第30話 怪談 野球部のD先輩
私の高校の同級生にYって奴がいましてね。
野球部のキャッチャーなんてしてましたんでえらいごつい身体の大男なんですよ。身長は百九十センチで体重も百キロはあるかなあ。
先日たまたま会ったそいつがでっかい身体をね。ちっちゃく丸めるみたいにして言うわけですよ。
「梁川……久しぶりに会ったから面白い話聞かせてやるよ。

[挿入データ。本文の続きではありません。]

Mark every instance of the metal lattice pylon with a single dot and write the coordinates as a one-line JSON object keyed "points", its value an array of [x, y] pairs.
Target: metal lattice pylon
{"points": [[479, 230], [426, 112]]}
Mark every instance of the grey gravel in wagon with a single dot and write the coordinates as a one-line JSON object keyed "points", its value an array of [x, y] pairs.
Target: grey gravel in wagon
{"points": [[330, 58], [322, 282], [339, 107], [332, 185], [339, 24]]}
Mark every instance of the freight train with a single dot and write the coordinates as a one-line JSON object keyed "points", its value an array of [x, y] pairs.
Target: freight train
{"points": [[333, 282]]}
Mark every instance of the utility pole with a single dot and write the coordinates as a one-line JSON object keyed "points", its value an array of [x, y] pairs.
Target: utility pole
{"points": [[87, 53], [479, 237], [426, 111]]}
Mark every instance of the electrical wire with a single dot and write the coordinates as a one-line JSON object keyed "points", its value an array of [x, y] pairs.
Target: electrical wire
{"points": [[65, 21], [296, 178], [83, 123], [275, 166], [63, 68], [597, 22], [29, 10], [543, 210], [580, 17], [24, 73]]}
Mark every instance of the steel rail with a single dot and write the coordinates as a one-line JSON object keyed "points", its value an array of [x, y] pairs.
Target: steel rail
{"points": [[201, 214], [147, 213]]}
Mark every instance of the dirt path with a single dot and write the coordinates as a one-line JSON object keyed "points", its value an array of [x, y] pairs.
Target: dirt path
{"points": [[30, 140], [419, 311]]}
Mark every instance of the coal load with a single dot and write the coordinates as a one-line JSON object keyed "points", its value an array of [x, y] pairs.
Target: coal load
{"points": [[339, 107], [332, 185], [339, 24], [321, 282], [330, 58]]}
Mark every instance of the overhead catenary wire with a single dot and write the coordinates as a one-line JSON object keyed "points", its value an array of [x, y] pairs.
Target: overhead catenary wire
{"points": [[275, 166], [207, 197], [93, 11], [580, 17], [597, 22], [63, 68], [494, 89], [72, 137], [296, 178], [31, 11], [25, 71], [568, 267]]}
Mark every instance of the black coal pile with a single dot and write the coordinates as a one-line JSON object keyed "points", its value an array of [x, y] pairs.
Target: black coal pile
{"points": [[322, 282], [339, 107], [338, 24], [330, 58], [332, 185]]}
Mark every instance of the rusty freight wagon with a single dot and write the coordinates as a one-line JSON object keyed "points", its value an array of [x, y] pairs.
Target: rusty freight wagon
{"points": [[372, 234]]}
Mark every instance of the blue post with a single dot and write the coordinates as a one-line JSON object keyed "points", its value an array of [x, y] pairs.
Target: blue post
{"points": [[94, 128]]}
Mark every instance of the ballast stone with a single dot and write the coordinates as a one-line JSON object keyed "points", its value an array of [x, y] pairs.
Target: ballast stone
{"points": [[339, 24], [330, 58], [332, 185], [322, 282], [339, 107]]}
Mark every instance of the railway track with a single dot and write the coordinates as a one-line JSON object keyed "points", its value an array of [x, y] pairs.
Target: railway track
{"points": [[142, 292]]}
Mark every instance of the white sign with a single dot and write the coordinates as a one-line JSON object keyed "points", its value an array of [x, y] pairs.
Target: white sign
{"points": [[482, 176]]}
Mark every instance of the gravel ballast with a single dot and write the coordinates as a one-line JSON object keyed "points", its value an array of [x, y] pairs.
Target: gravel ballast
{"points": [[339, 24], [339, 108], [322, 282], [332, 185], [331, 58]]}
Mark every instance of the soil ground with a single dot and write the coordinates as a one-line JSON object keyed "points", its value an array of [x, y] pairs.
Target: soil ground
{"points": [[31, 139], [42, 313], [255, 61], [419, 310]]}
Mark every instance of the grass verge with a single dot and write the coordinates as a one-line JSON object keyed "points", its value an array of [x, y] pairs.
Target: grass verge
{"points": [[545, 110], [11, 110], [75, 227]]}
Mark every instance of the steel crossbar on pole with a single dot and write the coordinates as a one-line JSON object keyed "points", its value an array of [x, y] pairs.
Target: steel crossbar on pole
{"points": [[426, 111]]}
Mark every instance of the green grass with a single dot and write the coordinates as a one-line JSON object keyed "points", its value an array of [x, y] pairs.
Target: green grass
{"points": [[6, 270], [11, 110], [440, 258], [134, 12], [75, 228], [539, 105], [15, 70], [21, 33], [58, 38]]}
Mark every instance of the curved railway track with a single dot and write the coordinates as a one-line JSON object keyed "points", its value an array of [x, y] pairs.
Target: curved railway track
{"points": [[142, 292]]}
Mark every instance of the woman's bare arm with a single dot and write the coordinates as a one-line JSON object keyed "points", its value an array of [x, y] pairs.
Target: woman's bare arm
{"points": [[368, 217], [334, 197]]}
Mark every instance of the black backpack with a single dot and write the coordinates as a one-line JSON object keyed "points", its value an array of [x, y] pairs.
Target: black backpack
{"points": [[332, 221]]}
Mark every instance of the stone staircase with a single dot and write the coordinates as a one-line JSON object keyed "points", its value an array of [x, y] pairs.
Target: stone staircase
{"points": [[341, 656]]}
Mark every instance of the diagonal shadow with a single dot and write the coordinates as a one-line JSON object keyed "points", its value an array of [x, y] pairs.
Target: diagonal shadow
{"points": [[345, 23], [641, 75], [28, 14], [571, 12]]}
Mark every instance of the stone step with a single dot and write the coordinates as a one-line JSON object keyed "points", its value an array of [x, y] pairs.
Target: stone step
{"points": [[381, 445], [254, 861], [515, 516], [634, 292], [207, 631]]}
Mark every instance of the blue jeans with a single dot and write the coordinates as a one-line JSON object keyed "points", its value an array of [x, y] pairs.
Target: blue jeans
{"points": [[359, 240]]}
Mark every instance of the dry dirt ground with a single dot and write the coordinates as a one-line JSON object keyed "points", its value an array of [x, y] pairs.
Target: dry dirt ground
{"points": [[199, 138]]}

まあ、本当は言わないほうがいいのかもしれないけどな……」
高校を卒業してから二・三年過ぎましてね、Yのところに同級生のHから電話があったんですよ。
「おおぅ!久しぶりだなあ、元気してるか?」
「オレは元気なんだけどさ……知ってるか?D先輩亡くなったらしいぞ?」
「ええ―っ!本当かよ………」
このD先輩っていうのがね、Yにはあまりいい思い出のある先輩じゃなかったんだな。
ちょうど同じキャッチャーのポジションを争ってたせいか、まあ陰でいじめられてたんですね。
ミットを隠されたりスパイクで踏まれたり……それと自分の悪口にはひどく地獄耳だった。
いじめの陰口なんかこぼすと翌日にはくだらねえ言いがかりつけてんじゃねえ!って怒鳴られたそうですから………。
そんな先輩でしたんで気乗りはしなかったんですが卒業して間がないし、部員の連帯感みたいなものがまだ残ってた時期だったんで、結局OB集まって弔問に行こうという話しになった。
葬儀は二月のそれはそれは寒い日だったそうですよ。
福島の二月といえば氷点下なんかはざらですからね。そんな中でも群を抜いて寒い日だった。
手が凍るように痺れて喪服着てるのが大変だったそうです。
そして久しぶりに集まった野球部のみんなと雑談なんか始まりますとYもつい調子にのっちゃってね。
「本当はこういっちゃなんだけどD先輩にはオレ、結構いじめられてたんだぜ」
「ああ、そういえば高校のころにもそんなこと言ってたっけなあ……」
「憎まれっ子世にはばかるっていうけど当てにならないもんだなあ……」
どうもD先輩ほかの人間にもちょっかい出してたらしくて後輩たちにはえらく受けが悪いんだな。
オレもオレもってんでD先輩の悪口大会みたいになっちゃった。
結局軽く飯でも食ってじゃあまたな、なんていって夕方前にはみんな別れたんですがね。
家に帰る途中がなんとも言えず気持ち悪いんですよ。
居心地が悪いっていうのかな……何がどうとは言えないんだけどとにかく気持ち悪い。
あえて言うなら視線を感じてる感覚に近いんですが、それも物陰からとか言うんじゃなくてすぐ隣でジッと見られてるようなそんな感覚なんですね。
でもそんな近くに人がいたらわからないわけないですし、周りを見渡してもだ~れもいないんです。
田舎の街だし、こんな寒い日の夜には誰も出歩きたがらないんですよ。
やだな~気持ち悪いな~と思いながらも原因がわからないからYもなるべく気にしないように帰り道を急いだんですね。
ところがふ…と気づいてみるとさっきから自分の口から出るしろーい息がすぐ目の前で吹き散らされてるんだな。
てっきり向かい風のせいかと思ってたんだけど、路地を曲がって追い風になったはずなのにまだ息が散らされる。
まるで自分の顔から三十センチくらいのところに見えない壁があるみたいなそんな感じなんですよ。
そして不思議なこともあるもんだな~と思ってYがその見えない壁に向かってぐいっと手を伸ばした………。
「梁川、そしたら見えない壁だと思ったのは見えない人の顔だったんだよ。オレはごつごつした男の頬と歯に確かに触れたんだ。
ちょうど右の唇から頬の半ばまで消えない傷が残っていてな……その傷跡に触れたときにわかったんだ。
D先輩には練習試合でファールボールを追いかけたときに出来た頬に大きな傷があったんだよ………」
あの先輩死んでも悪口にはうるさかったなあ、って私の前では笑ってましたけどね………。